# Shelves For Music Books



## mmwood_1 (Oct 24, 2007)

This piece has proven very popular, so I'm going to post it here, now that I've finally gotten this photo thing figured out. This was made for a family of five, all of whom played music. They had their music books stacked on the floor, and wanted a couple of shelves to put them on. I was asked to do something 'fun'. It was.













































The stands and shelves are local black walnut; The staff lines are curly maple; the clef notes are eastern cherry.


----------



## Daren (Oct 14, 2006)

Too cool. I like the unusual, that fits the bill.


----------



## LarrySch (Dec 31, 2007)

Very nice and you stayed with the notes and the theme of the family.


----------



## woodman42 (Aug 6, 2007)

Cool shelves! I like the use of both bass and treble clefs.


----------



## jpw23 (Jan 6, 2007)

very nice:thumbsup:


----------



## TexasTimbers (Oct 17, 2006)

Excellent. I saw this elsewhere and posted about how much I liked it. Still looks as good as it ever did.


----------



## Buffalo Bilious (Aug 20, 2007)

Awesome!

One thing I noticed that I have a question about...

The left leg has three "bumps" (for lack of a better word) and the other has only one.

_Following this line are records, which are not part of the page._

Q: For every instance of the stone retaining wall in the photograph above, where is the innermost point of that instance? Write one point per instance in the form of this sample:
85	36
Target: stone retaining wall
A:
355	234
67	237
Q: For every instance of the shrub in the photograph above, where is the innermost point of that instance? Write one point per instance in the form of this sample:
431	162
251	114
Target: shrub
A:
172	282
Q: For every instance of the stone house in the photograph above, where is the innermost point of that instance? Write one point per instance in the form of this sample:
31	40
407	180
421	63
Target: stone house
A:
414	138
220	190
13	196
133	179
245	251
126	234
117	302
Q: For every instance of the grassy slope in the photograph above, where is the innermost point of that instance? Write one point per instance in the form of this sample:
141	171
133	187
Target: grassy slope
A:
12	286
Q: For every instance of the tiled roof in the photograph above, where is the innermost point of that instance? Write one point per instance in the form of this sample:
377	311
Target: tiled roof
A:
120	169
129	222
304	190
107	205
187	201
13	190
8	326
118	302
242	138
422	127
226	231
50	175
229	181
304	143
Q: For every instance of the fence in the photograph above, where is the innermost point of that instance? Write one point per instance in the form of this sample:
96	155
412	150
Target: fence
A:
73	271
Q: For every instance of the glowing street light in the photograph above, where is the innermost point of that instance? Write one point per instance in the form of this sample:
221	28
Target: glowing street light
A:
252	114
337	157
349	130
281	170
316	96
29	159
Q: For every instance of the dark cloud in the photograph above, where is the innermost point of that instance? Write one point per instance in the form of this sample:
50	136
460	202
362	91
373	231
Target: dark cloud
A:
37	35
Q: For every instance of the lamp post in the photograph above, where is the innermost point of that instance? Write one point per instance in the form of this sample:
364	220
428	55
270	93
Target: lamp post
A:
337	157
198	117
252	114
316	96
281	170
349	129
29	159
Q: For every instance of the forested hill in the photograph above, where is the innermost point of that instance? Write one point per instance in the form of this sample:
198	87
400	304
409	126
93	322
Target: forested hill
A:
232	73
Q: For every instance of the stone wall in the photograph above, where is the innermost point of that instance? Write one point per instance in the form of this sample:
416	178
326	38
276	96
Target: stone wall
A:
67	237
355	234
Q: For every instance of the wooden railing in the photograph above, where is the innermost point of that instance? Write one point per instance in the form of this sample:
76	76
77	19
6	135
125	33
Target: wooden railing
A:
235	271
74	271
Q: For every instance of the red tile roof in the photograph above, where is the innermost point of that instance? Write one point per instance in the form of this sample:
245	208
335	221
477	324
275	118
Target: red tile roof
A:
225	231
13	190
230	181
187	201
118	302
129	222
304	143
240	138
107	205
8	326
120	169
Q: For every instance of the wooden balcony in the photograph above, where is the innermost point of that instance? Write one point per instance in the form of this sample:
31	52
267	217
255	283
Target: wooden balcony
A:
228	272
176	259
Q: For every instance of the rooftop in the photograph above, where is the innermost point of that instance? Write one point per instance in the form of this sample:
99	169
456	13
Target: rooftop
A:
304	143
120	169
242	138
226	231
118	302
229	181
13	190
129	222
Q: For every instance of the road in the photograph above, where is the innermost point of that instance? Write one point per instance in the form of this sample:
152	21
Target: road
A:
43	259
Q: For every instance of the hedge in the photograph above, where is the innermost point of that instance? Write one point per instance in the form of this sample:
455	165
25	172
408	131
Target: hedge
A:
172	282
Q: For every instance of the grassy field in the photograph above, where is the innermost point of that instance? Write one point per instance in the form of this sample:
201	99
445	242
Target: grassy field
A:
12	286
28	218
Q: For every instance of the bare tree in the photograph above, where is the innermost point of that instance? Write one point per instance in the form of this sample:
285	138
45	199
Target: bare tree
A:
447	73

Is that another sort of musical reference, or just the nature of the wood you were working with? 

(it's been about 35 years since I had piano lessons, so bear with me)


----------



## mmwood_1 (Oct 24, 2007)

Buffalo Bilious said:


> Awesome!
> 
> One thing I noticed that I have a question about...
> 
> ...


A couple spots, as you noticed, I just cut along the lines of the woodgrain. The result is still balanced, but not exactly symmetrical, which suits my tastes.

Thanks for all the kind comments.


----------



## asherad (Jan 2, 2008)

Super freakin cool - wow. So inspiring. Won't find that in the store with the "requires assembly" label on it, very original. Great work.


----------



## Hoosier (Dec 13, 2007)

I like that!


----------